Somit führen die Mieter/innen ihre schon geübten Auseinandersetzungen weiter. Der Erfahrungsschatz der Mitglieder, die sich früher bereits eine Sozialwohnung erkämpft haben, und die Entschlossenheit derer, die gegen ihre schlechten Wohnbedingungen oder Wohnungslosigkeit heute aktiv werden, helfen dabei, von der Politik immer wieder Zugeständnisse zu erringen. So zum Beispiel die erkämpfte und bereits seit 1998 wirksame Winterpause für Zwangsräumungen.

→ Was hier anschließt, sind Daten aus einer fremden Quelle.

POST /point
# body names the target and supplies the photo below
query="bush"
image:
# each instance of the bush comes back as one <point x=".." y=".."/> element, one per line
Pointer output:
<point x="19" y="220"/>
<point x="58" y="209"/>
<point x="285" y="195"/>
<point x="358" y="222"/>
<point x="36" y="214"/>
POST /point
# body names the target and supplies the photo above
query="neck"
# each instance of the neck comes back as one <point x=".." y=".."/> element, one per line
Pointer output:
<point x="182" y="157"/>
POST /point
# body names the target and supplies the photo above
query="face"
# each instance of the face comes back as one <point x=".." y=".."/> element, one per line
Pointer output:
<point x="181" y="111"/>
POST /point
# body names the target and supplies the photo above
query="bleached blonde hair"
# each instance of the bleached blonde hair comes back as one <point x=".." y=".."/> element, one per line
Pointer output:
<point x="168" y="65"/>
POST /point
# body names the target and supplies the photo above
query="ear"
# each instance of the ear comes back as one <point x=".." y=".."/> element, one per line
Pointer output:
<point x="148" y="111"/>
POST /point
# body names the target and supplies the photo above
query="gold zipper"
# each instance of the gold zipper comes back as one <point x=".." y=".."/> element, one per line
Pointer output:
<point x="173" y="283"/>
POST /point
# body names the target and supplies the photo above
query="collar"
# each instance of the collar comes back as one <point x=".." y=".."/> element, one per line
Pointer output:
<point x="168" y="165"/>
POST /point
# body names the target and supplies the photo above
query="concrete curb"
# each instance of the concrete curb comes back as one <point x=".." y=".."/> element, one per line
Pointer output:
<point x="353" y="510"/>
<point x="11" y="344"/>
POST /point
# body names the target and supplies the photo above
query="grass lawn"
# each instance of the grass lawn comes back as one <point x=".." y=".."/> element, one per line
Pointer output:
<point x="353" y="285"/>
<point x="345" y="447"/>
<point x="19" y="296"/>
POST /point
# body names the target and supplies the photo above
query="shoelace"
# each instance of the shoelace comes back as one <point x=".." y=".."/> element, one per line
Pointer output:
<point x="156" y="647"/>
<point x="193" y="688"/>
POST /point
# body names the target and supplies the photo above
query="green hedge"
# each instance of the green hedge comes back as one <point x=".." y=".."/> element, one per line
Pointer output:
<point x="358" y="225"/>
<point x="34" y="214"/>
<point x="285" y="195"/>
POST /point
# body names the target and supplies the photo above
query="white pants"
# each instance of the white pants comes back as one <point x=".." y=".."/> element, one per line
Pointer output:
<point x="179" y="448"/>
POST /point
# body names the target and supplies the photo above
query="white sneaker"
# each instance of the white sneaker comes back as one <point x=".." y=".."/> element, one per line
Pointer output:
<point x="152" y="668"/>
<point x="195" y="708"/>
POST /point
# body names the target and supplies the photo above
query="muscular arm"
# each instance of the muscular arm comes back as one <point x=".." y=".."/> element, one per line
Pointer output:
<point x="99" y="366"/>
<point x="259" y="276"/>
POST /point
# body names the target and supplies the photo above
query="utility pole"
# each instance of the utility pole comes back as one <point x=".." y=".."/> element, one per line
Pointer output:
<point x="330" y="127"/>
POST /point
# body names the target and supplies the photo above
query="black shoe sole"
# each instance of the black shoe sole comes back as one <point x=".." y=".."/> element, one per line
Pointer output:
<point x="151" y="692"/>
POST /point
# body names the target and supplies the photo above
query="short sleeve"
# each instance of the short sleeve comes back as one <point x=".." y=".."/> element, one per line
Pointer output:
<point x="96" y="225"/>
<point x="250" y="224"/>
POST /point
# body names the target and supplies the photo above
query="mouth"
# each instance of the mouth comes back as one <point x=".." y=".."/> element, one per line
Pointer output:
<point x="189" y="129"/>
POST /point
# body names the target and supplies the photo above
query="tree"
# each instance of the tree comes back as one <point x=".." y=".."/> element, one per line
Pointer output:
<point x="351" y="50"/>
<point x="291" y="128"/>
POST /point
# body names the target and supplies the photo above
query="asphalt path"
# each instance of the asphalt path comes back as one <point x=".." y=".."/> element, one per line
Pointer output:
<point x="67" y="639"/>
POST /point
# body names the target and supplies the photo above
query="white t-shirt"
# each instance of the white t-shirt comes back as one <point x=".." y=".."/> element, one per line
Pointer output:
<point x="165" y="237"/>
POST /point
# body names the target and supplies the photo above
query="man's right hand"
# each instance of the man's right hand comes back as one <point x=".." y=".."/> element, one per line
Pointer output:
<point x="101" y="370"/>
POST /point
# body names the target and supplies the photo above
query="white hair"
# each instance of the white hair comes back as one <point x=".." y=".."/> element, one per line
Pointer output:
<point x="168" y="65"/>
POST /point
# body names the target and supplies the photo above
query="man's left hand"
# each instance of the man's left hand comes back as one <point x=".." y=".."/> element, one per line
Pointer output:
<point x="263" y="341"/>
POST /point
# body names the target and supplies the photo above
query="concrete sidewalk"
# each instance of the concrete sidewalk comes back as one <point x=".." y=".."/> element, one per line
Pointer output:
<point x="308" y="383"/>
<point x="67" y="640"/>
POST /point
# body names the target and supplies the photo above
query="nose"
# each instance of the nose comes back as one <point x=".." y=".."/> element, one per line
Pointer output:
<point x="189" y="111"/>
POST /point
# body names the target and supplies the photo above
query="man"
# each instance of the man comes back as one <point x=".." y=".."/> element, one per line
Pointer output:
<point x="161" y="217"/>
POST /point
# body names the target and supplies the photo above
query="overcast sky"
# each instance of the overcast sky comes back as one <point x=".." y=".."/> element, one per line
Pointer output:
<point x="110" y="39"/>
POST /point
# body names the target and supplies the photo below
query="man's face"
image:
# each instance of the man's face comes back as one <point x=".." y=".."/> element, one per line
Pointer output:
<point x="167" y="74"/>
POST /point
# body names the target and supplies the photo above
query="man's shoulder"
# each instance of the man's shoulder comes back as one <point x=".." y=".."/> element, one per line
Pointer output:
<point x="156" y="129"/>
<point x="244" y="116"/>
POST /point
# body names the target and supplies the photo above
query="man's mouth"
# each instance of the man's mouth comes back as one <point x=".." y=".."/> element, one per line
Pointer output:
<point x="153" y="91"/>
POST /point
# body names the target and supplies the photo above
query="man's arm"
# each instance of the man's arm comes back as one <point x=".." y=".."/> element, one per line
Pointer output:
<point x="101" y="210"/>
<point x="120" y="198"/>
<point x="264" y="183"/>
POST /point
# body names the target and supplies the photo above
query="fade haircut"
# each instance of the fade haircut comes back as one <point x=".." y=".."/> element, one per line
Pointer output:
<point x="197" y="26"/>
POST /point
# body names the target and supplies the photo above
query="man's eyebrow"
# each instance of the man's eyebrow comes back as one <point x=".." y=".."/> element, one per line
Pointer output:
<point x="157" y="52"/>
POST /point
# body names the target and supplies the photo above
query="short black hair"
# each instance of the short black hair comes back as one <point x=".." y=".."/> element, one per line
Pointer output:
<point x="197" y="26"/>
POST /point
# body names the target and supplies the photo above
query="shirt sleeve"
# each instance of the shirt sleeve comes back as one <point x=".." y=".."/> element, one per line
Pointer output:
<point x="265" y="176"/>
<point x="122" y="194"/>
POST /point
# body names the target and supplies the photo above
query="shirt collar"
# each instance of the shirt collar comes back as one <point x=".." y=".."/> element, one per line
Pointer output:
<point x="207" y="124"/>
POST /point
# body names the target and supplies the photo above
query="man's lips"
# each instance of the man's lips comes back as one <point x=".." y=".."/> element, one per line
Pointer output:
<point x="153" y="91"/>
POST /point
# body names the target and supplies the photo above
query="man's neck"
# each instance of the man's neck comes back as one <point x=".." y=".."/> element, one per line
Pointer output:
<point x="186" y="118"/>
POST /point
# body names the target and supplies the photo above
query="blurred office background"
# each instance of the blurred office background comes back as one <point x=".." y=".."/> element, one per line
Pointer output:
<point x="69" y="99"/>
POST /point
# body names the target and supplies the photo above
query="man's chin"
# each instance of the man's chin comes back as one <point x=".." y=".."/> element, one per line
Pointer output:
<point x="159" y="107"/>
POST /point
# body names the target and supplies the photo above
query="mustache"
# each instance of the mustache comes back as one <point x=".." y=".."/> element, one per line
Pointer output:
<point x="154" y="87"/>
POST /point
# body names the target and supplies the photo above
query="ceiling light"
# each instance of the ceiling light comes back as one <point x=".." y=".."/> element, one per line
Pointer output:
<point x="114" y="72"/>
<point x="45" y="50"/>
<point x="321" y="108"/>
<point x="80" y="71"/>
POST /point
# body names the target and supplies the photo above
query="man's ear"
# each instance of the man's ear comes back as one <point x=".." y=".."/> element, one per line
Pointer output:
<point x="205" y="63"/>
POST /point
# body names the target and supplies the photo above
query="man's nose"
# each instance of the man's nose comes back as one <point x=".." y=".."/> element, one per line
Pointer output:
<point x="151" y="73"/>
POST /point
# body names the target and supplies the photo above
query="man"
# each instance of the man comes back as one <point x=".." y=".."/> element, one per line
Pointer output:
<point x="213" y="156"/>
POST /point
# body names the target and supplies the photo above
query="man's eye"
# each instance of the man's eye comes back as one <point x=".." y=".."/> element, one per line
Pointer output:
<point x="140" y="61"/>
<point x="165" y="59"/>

Dennoch bleiben die Auseinandersetzungen konfliktreich, denn gerade kurz vor der Winterpause werden durch Räumungen Menschen zahlreich auf die Straße gesetzt. Um in Frankreich weiterhin das wie auch in der Berliner Verfassung garantierte Recht auf Wohnen durchzusetzen, bleiben die vielen Camps und die Besetzungen von Institutionen und von Wohnraum zwingend notwendig.
Am 22. August 2013 berichteten Véronique Lhommeau, Marie Huiban und Gabriel Peña im Rahmen der Veranstaltungsreihe „Wohnen in der Krise. NEOLIBERALISMUS – KÄMPFE – PERSPEKTIVEN“ über das Wohnen in Frankreich.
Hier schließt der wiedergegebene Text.